Pollution : La Chine s'investit à 40%En marge du Sommet de l'ONU sur le climat prévu à Copenhague du 7 au 18 décembre, Pékin a annoncé jeudi 26 novembre qu'elle s'engageait à réduire ses émissions polluantes par unité de PIB de 40 à 45% d'ici à 2020 par rapport à 2005.

Premier pays pollueur du monde

La Chine arrive en tête de liste des pays émetteurs de CO2 avec 24%, suivie de près par les États-Unis (21%), l'Europe des 15 (12%), l'Inde (8%) et la Fédération Russe (6%). Dépendante du charbon dont elle tire 70% de son énergie, l'Empire du milieu a été exempt des directives du Traité de Kyoto en 1998 parce que considéré comme un pays en voie de développement.

Aujourd'hui, elle devance tout le monde tant au niveau économique qu'environnemental. Ses mesures prises pour réduire la pollution ont été de nombreuses fois saluées par la communauté internationale en 2008. De plus, sous la pression internationale, le gouvernement chinois a mis les bouchées doubles avant et après les jeux, en développant une politique de protection de l'environnement efficace, mais encore jugée insuffisante.
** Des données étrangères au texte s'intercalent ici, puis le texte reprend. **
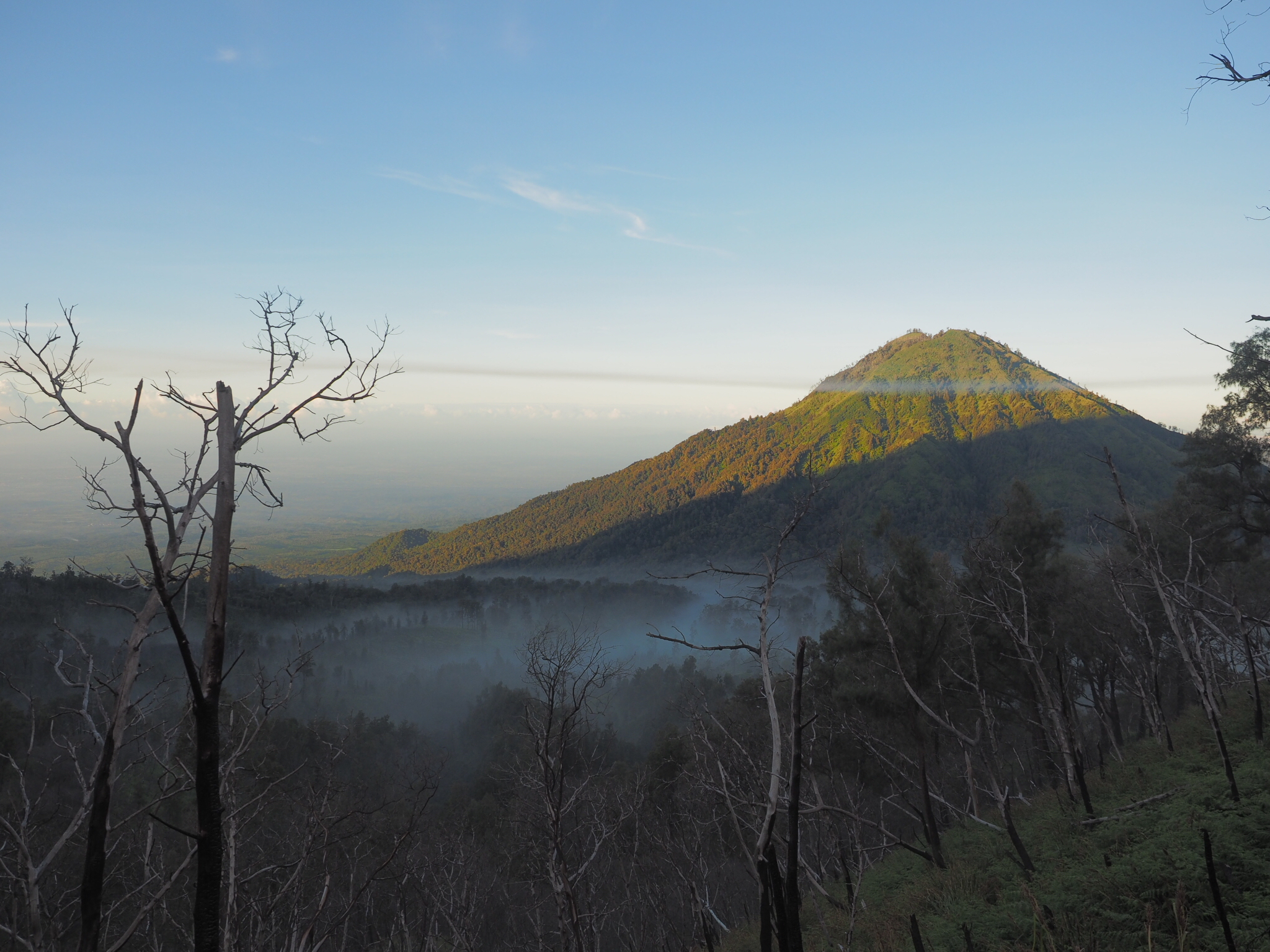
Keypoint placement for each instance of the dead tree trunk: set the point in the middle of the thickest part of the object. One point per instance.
(794, 927)
(207, 699)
Le pays a vu émerger une multitude d'initiatives telles que: les énergies renouvelables, les panneaux solaires, les fermes éoliennes, les barrages gigantesques, le recyclage du méthane....

La Chine ne renie pas ses responsabilités en la matière

L'engagement de la Chine en matière de protection de l'environnement a réellement prit forme en mars 2008, lorsque le ministère de la Protection de l'environnement a officiellement été mis en service. Ce dernier est né de l'ancienne Administration de la protection de l'environnement.
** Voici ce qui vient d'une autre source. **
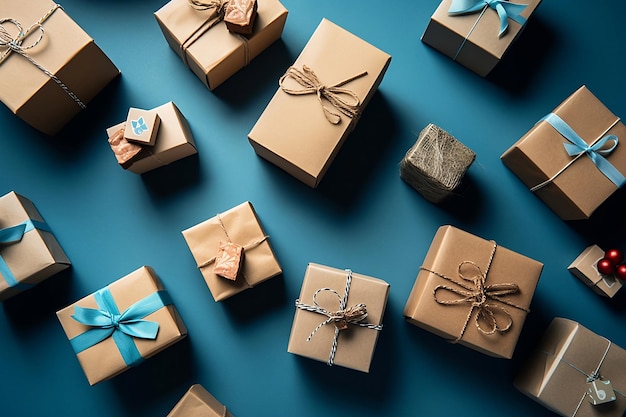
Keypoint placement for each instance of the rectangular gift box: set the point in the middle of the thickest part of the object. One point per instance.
(584, 268)
(210, 50)
(556, 373)
(472, 39)
(355, 343)
(60, 47)
(573, 190)
(457, 265)
(198, 402)
(33, 254)
(242, 226)
(174, 141)
(103, 360)
(294, 132)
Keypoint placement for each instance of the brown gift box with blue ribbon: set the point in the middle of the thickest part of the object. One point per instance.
(76, 67)
(474, 38)
(473, 292)
(194, 29)
(575, 372)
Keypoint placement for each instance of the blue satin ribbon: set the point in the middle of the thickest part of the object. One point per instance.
(14, 234)
(108, 322)
(594, 152)
(505, 10)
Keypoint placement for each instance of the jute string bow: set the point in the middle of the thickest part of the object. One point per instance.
(341, 318)
(484, 298)
(16, 44)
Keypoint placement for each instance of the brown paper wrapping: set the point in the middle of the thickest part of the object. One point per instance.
(584, 268)
(174, 141)
(355, 345)
(66, 51)
(293, 132)
(577, 192)
(103, 360)
(244, 228)
(198, 402)
(450, 247)
(550, 380)
(37, 256)
(483, 49)
(218, 54)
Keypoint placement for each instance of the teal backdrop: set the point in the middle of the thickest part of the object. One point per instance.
(362, 216)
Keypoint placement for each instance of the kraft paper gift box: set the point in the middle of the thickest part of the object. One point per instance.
(206, 46)
(198, 402)
(239, 225)
(573, 367)
(338, 317)
(48, 102)
(471, 33)
(558, 167)
(302, 133)
(473, 292)
(29, 252)
(584, 268)
(174, 141)
(149, 323)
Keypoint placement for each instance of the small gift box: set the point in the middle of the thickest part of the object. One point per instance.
(477, 33)
(338, 317)
(318, 102)
(29, 252)
(172, 139)
(44, 56)
(198, 402)
(238, 228)
(436, 164)
(571, 159)
(473, 292)
(584, 268)
(122, 324)
(196, 31)
(575, 372)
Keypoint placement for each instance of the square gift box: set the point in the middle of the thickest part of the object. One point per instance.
(473, 292)
(575, 372)
(584, 268)
(147, 323)
(338, 317)
(198, 402)
(77, 68)
(476, 34)
(29, 252)
(194, 29)
(571, 158)
(302, 133)
(241, 226)
(173, 142)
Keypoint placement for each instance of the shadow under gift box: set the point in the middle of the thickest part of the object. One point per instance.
(104, 360)
(293, 132)
(568, 355)
(30, 256)
(60, 47)
(482, 279)
(213, 53)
Les experts internationaux admettent que Pékin fait preuve d'une volonté d'évolution en matière de pollution. Notamment depuis l'adoption en 2007 d'un "programme national sur le changement climatique". Deux ans plus tôt, le plan 2005-2010 qui prévoyait une réduction de 20% de la consommation énergétique par point de PNB en 2010 a été bien accueillit, bien que les résultats n'aient pas été à la hauteur des ambitions. En effet, la réduction a atteint 4% en 2008 contre 3,2% en 2007 et 1,2% en 2006.

Le nouveau plan de réduction qui sera mis sur la table lors du Sommet de Copenhague devrait selon les autorités chinoises être suivit par des objectifs chiffrés selon les secteurs. Mais, Yang Ailun, directrice de campagne de Greenpeace pour le climat et l'énergie, a indiqué que "pour atteindre ses objectifs en 2020 la Chine aura besoin d'une révolution énergétique" et devra lutter contre sa dépendance excessive au charbon".
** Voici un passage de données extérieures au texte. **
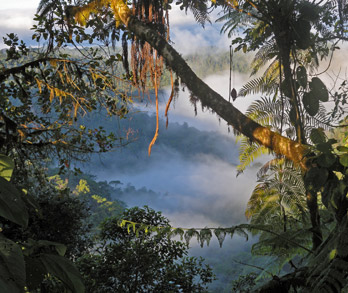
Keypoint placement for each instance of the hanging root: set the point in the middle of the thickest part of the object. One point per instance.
(170, 98)
(154, 80)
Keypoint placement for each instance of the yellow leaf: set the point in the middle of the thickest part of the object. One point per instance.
(53, 62)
Xie Zhenhua, membre de la Commission Nationale pour le développement et la réforme, a rappelé que "La Chine est un pays en développement et la première tâche à laquelle elle est confrontée est le développement économique et la réduction de la pauvreté". Malgré les perspectives économiques chinoises, cette annonce a donné espoir aux pessimistes du Sommet de Copenhague.

Cette nouvelle baisse saluée par la communauté internationale

L'annonce de réduire ses émissions polluantes de 40 à 45% par unité de PIB par rapport à 2005 d'ici à 2020 a été accueillie comme "un signe de bon augure avant la conférence de Copenhague". Fatih Birol, économiste en chef de l'Agence internationale de l'énergie (AIE) a expliqué qu'"A elle seule la Chine va être responsable de plus de 25% des réductions dont le monde a besoin."

L'initiative chinoise ravie. Malgré le fait que la Chine ait durant des années mis de côté l'environnement pour sa croissance à deux chiffres. Comme l'explique Tom Grieder, expert sur l'énergie pour la région Asie au sein de IHS Global Insight à Londres, "Tout le monde aimerait voir la Chine s'engager à une limite absolue mais elle ne veut pas limiter ses perspectives de croissance".

Jean-Louis Borloo, le ministre français de l'Écologie en visite à Pékin a déclaré "C'est une étape complémentaire très significative de la Chine". Ce dernier a favorablement accueille la "volonté chinoise de trouver (à Copenhague) un accord (..) où chacun apporte en fonction de sa situation".

Tous salue la Chine, mais n'oublient pas que la crise financière risque de bloquer les négociations du Sommet de Copenhague prévu le 7 décembre, notamment avec l'Inde.